To investigate the potential prioritization issue, we plotted the distribution of the number of reaction examples that were used to derive a template. For the set of all templates, we see the typical skewed distribution of the number of reactions: most of the templates have very few examples, and very few have more than 10,000 reactions (see Fig. 6C). However, if we look at the distribution for the templates used in the predictions for the AZ designs and Reinvent targets, we see a normal distribution, centred on a bit more than 100 examples, and a long tail towards higher number of examples. Thus, we are unlikely to utilize templates with few examples. A similar shift in the distribution is shown in an analysis for the ChEMBL and GDB target sets, but to a much smaller degree (see Figure S1). In the internal expansion model, we have set the cut-off at ten examples, whereas for the USPTO-based model, it is set to three examples. This analysis shows that perhaps we could increase the cut-off, considering that the internal reaction dataset is about 10 ten times larger than the USPTO dataset, making a cut-off at 30 examples could be a reasonable target to focus on the used, most common reaction templates.
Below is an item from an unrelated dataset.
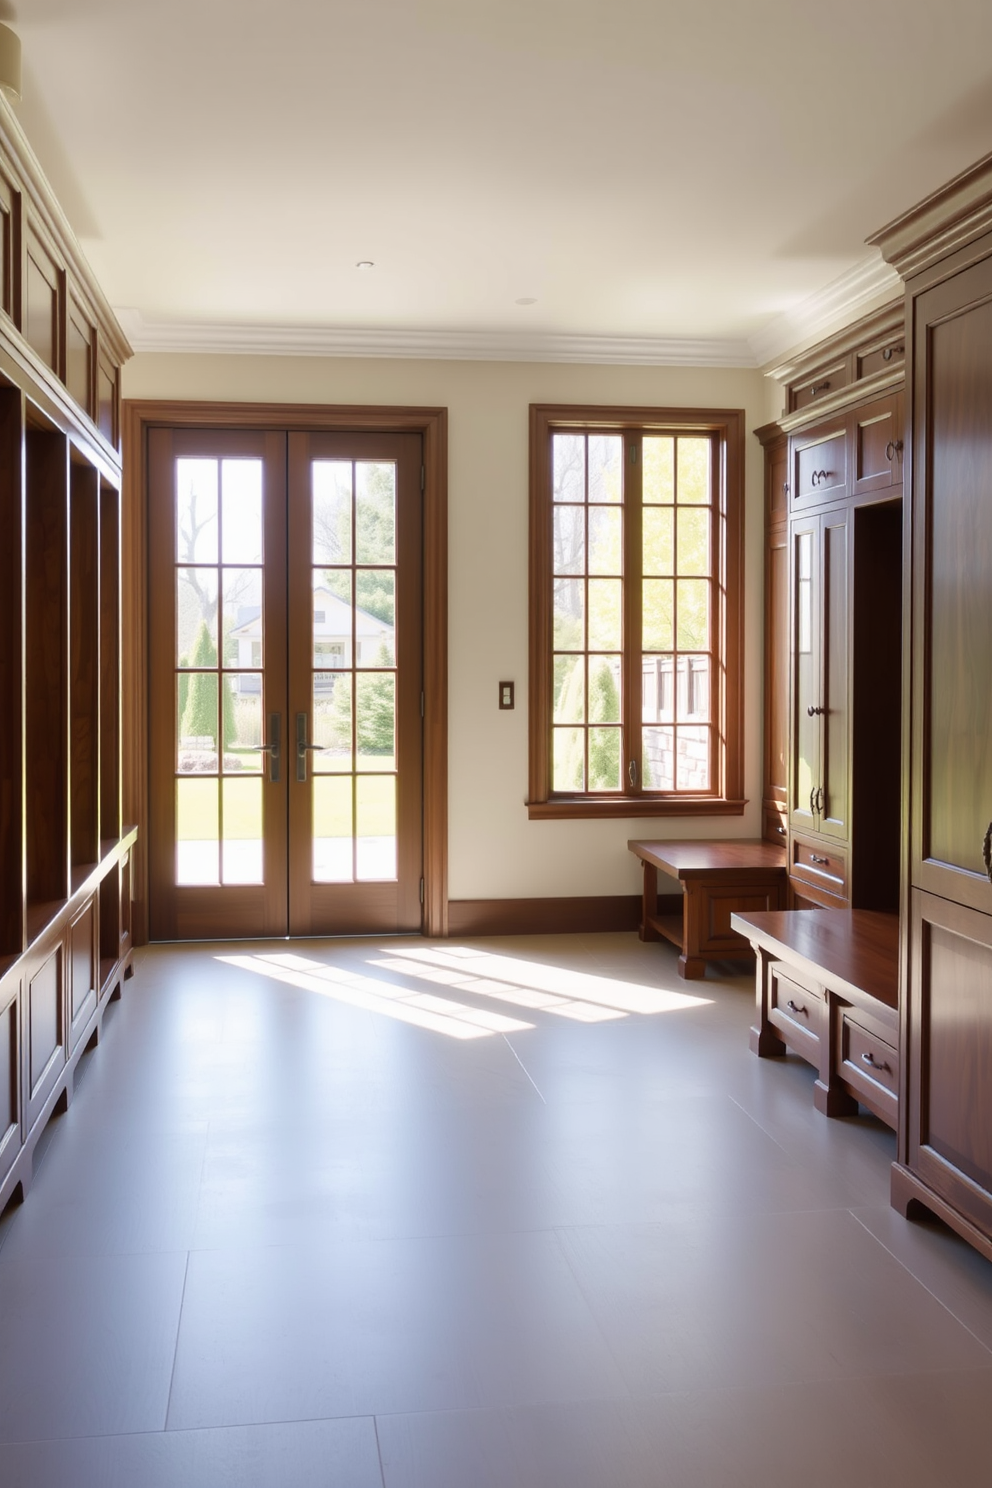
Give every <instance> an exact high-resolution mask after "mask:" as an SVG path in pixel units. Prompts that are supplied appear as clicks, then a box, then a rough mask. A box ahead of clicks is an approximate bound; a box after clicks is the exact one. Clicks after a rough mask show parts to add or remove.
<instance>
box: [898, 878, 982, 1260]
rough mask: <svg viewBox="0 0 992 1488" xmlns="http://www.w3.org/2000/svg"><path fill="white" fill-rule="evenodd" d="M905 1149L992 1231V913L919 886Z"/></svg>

Alternatively, we could investigate a few-shot model [45] or an approach for reducing the number of templates based on graph subsets [32].

Fig. 6
figure 6

The distribution of the number of reaction examples per template for A the templates used in the routes for the AZ designs, B the templates used in the routes for the Reinvent targets, and C all templates in the internal AZ model. The y-axis indicates the percentage of the total number of templates

Conclusions and outlook

AiZynthFinder is used daily in-house, and chemists can choose to run their own retrosynthesis experiments or analyse the results of one of the automatically submitted jobs that is triggered for every designed compound. Many of the features that we have described in this text were driven by business needs, to improve the accuracy and speed of the retrosynthesis engine. However, despite some progress made, it is still inherently difficult to compare output from retrosynthesis experiments on a large scale [25, 54], and improvements are often judged on a case-by-case basis.

Although a substantial number of new features have been introduced, there are a number of limitations of the current approach. AiZynthFinder and other retrosynthesis software suffer from some severe limitations in efficient usage of the one-step retrosynthesis models. Those models are inherently trained for batch inference, whereas the multi-step algorithms operate inherently on single compounds. We have implemented features to our MCTS algorithm to alleviate this, but there is still much improvement possible. Furthermore, we also showed herein that AiZynthFinder is incapable of taking advantage of the broad chemical space that is encoded in the template-based model (see Fig. 5). A second challenge is the balancing of multiple expansion models, something that has been implemented in AiZynthFinder. In production, we typically use three expansion models in parallel: the general template-based model, the RingBreaker, and a reaction look-up function. Due to that the priors from these models does not operate on the same scale, we have, for instance, observed an overuse of the RingBreaker model. A third challenge is the accurate scoring of routes, which is essential for the software to recommend routes rather than serving as an ideation tool. A more robust scoring could both better guide the tree search and aid in selecting the best routes.

AiZynthFinder will continue to incorporate solutions to these challenges as well as other innovations, and continue being an essential tool for retrosynthesis analysis, for both industry and academia.